The woman, who is blessedly “Anonymous,” writes that she is an American of German descent who frequently finds herself “trying to see things from the Nazis' point of view,” much to the “confusion of my husband.” Kind of understandable, since he’s Jewish.
Lest we forget, though, this was a time when Jews in America couldn’t join certain fraternities or buy houses in specific zip codes.
What’s astonishing about this piece is how the author manages to be wrong about almost every single thing she mentions. Einstein had his “windy theories”; Picasso is “not great.” The writer, possibly the world’s first-ever Shiksplainer, as Jonathan Chait calls her, is also shockingly prejudiced, her “progressive” life-choice notwithstanding. She calls hers an “interracial marriage” and accuses her husband of “lapsing into his Jewish ways” (??) around his family. Her mother thinks “the Jews are essentially an Oriental race” ... to which a Reddit user quipped “this does explain the stereotype about us loving Chinese food.”
Let’s just say it was a bad year to cast sunny predictions about the future of Jewish-Christian relations. The author tries to convince her husband, Ben, that “a hundred years hence the world will no more call Hitler a swine for expelling the Jews than it does Edward I of England,” but Ben refuses “to take the long view.” The long view would turn out to be much more horrific than either of them imagined.
For all its cringeworthiness, this story accomplishes a lot: It’s a good cautionary tale about sensitivity and judgment calls for modern journalists, a powerful remembrance of how much more hateful our world was just a few generations ago, and yet it still contains a plus ça change element.

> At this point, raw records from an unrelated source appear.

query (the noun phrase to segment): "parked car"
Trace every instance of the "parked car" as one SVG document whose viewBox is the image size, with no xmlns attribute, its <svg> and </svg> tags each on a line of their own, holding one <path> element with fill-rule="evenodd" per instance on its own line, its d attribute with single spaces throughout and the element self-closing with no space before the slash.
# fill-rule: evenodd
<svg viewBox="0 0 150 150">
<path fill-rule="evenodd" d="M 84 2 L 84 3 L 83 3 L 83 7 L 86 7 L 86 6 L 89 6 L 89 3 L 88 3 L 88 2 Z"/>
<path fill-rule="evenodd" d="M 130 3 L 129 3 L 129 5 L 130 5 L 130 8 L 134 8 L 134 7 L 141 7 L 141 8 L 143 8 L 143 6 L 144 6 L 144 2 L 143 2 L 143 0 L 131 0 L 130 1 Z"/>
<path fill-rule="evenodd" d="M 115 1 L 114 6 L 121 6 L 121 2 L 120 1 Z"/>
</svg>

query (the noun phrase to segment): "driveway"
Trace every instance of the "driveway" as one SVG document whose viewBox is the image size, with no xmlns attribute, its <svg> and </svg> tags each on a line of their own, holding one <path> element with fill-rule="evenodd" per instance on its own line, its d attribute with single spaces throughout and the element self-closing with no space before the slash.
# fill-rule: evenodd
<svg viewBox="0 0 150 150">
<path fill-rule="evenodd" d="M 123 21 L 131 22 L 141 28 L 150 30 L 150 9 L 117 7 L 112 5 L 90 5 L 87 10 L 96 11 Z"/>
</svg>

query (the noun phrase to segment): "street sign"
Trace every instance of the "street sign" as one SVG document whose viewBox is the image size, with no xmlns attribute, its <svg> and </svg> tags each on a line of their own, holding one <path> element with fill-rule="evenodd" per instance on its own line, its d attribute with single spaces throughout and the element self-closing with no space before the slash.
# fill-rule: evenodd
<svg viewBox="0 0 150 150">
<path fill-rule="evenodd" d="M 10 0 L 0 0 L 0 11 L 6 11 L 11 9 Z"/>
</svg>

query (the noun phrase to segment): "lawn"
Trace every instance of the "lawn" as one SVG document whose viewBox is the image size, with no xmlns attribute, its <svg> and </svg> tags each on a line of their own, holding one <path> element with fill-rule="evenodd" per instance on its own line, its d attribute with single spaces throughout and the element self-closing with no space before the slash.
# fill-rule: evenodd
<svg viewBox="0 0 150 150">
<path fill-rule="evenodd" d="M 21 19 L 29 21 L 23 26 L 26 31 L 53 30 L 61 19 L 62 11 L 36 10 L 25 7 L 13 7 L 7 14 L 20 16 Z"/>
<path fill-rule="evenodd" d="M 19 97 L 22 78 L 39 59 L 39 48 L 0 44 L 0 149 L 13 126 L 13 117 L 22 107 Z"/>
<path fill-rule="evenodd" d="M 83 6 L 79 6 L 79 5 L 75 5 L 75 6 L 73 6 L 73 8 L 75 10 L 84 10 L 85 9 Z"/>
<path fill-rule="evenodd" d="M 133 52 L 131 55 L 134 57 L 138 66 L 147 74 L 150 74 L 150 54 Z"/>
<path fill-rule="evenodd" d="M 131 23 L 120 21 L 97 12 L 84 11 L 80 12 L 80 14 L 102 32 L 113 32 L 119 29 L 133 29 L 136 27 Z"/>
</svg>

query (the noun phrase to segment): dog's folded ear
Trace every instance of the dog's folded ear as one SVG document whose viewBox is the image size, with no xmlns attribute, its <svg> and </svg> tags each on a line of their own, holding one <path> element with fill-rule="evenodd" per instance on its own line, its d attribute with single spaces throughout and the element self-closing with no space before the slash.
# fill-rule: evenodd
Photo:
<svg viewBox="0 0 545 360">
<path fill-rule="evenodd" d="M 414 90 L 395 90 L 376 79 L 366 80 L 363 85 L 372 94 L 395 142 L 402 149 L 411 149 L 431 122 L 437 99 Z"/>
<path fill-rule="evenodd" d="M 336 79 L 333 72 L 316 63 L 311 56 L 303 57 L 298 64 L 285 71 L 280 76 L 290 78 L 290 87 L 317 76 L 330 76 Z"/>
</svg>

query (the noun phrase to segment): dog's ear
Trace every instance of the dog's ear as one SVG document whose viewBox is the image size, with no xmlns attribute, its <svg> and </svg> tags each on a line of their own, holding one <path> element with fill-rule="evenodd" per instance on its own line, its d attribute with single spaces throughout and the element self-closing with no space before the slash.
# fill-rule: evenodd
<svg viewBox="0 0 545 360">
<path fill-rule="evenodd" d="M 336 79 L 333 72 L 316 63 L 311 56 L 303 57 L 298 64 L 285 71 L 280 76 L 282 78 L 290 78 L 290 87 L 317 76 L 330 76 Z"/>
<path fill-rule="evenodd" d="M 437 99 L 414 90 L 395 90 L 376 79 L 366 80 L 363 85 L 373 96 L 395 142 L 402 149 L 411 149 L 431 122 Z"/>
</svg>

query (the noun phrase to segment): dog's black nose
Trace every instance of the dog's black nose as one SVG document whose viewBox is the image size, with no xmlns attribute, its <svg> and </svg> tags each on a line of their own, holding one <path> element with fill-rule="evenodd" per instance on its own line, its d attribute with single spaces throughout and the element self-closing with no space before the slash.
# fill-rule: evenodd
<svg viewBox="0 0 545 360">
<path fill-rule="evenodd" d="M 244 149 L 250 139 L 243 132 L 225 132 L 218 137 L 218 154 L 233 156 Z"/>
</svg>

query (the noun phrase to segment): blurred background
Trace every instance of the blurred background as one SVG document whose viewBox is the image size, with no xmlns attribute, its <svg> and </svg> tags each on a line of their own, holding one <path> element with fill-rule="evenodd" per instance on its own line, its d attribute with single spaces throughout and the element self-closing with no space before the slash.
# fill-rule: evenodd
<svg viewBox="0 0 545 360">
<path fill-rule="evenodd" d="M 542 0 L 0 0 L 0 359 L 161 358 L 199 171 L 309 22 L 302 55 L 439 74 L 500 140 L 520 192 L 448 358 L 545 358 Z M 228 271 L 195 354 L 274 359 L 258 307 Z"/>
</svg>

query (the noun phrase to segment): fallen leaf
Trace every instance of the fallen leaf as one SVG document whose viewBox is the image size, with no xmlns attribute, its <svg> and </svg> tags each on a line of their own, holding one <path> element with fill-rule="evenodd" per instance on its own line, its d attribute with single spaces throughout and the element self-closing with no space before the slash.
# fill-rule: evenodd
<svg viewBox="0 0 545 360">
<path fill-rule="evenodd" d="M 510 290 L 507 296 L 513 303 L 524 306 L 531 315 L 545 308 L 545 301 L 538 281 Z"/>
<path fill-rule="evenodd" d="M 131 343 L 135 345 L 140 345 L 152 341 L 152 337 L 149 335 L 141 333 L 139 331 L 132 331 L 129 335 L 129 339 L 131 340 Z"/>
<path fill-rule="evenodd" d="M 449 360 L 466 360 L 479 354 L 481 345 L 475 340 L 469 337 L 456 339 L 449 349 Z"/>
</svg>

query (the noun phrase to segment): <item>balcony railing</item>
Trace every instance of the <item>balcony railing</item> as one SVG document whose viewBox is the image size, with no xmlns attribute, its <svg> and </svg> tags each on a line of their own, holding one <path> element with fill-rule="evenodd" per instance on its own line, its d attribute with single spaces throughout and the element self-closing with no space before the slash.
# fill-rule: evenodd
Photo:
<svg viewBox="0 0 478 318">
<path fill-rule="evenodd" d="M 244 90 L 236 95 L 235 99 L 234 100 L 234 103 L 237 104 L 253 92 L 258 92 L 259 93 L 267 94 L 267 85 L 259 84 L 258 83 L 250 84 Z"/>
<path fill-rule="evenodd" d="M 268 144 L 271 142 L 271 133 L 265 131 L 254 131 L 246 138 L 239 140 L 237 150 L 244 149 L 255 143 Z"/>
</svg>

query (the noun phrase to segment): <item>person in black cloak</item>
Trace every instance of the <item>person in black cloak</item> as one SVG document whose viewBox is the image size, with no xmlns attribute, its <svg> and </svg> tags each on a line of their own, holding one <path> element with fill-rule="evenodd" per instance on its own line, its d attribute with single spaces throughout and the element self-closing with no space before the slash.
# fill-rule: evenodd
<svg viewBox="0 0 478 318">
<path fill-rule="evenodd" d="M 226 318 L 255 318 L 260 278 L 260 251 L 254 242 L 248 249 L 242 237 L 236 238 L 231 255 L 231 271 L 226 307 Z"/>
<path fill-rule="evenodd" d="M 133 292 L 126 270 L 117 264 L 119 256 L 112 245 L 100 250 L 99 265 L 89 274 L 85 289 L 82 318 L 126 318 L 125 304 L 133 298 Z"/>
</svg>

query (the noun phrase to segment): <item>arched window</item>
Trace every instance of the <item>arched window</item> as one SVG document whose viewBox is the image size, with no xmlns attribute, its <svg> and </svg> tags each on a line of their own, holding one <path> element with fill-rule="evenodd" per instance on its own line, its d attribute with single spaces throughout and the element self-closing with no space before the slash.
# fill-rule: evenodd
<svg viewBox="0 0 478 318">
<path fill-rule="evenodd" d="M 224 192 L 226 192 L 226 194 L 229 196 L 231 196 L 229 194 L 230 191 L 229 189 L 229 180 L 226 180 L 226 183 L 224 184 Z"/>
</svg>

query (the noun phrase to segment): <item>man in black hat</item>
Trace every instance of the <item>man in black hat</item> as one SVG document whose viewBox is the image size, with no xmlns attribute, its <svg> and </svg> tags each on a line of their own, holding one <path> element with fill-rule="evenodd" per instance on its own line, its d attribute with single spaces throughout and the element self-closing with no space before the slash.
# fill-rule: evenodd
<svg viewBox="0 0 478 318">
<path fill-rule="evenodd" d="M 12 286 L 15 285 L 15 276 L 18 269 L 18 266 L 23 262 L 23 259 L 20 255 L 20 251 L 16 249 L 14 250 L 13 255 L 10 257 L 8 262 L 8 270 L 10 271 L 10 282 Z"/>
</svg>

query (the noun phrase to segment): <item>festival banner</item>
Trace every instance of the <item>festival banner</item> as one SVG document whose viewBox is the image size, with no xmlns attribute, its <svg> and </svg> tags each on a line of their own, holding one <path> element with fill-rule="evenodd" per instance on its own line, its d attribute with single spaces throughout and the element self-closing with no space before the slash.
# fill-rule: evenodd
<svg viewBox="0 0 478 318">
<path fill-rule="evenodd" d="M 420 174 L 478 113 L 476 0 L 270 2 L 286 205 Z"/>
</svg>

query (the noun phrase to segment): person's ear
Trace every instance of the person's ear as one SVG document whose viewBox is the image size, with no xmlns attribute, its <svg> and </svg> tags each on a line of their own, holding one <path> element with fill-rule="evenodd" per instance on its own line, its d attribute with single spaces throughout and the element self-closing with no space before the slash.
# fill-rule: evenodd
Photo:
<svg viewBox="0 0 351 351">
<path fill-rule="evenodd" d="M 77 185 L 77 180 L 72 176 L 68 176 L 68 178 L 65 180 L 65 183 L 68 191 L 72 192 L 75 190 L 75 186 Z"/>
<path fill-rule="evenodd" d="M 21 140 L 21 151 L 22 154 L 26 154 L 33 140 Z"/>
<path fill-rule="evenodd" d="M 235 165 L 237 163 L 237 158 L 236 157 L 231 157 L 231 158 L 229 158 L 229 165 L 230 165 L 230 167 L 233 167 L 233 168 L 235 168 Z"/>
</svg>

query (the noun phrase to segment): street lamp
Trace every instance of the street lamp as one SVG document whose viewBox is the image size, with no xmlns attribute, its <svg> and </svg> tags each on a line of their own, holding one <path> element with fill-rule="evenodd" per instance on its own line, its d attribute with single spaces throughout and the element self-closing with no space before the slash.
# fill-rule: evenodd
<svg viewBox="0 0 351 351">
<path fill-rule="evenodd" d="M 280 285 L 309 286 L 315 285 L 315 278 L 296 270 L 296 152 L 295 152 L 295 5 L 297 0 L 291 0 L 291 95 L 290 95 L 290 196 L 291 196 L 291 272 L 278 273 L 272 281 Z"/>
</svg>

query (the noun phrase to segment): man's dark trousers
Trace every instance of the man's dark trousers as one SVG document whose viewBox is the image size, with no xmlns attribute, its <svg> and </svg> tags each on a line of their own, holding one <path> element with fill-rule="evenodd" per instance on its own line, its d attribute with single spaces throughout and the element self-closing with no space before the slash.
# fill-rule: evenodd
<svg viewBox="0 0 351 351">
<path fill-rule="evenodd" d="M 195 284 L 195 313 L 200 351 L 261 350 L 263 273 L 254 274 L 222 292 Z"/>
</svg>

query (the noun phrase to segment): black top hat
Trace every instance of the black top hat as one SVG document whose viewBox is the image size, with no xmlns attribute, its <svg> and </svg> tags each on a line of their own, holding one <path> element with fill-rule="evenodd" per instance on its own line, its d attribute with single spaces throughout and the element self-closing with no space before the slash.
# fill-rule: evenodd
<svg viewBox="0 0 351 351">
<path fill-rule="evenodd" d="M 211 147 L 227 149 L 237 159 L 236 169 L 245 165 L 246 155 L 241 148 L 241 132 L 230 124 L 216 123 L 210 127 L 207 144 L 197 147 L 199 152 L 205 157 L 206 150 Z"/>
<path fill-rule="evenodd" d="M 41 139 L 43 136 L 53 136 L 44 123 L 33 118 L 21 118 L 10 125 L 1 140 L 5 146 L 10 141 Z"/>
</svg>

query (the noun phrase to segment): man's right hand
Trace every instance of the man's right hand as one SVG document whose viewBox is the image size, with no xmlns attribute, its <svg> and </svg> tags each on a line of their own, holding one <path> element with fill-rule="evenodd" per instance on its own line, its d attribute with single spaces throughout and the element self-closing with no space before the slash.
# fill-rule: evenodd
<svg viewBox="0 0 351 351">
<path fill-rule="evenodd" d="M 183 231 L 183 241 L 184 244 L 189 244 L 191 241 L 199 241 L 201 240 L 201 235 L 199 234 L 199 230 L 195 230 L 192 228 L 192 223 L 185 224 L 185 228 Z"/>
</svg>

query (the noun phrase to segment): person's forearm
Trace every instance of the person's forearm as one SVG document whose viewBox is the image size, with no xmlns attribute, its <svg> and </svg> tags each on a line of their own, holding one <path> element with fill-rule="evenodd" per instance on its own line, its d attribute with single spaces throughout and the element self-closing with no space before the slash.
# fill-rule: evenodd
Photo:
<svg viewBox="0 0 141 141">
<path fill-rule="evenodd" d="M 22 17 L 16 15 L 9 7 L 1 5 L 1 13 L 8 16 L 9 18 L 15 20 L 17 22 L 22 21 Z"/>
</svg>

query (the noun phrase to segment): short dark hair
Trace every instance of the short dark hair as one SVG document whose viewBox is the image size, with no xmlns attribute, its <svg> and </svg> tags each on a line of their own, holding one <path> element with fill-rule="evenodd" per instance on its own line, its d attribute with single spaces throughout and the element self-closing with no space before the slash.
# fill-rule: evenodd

It’s striking, for example, the way this section echoes current conversations about European Muslim identity in the wake of the Charlie Hebdo tragedy: “The Jews must come off the fence and make up their minds whether they want to be primarily citizens of, say, France or England or primarily citizens of Jewry. They cannot be Jewish in their homes and French or English outside. They cannot pledge their pride and loyalty to Israel and expect Frenchmen and Englishmen to treat them exactly like other Frenchmen and Englishmen.”
Few in the U.S. would bat an eye at the kind of marriage described in this article today, but both anti-Semitism and Islamophobia continue to be strong forces in Europe. It will be interesting if, “a hundred years hence,” we will wonder why France ever debated whether Muslim women should be allowed to wear burqas or why people the world over found photos of Jews and Arabs kissing to be unusual.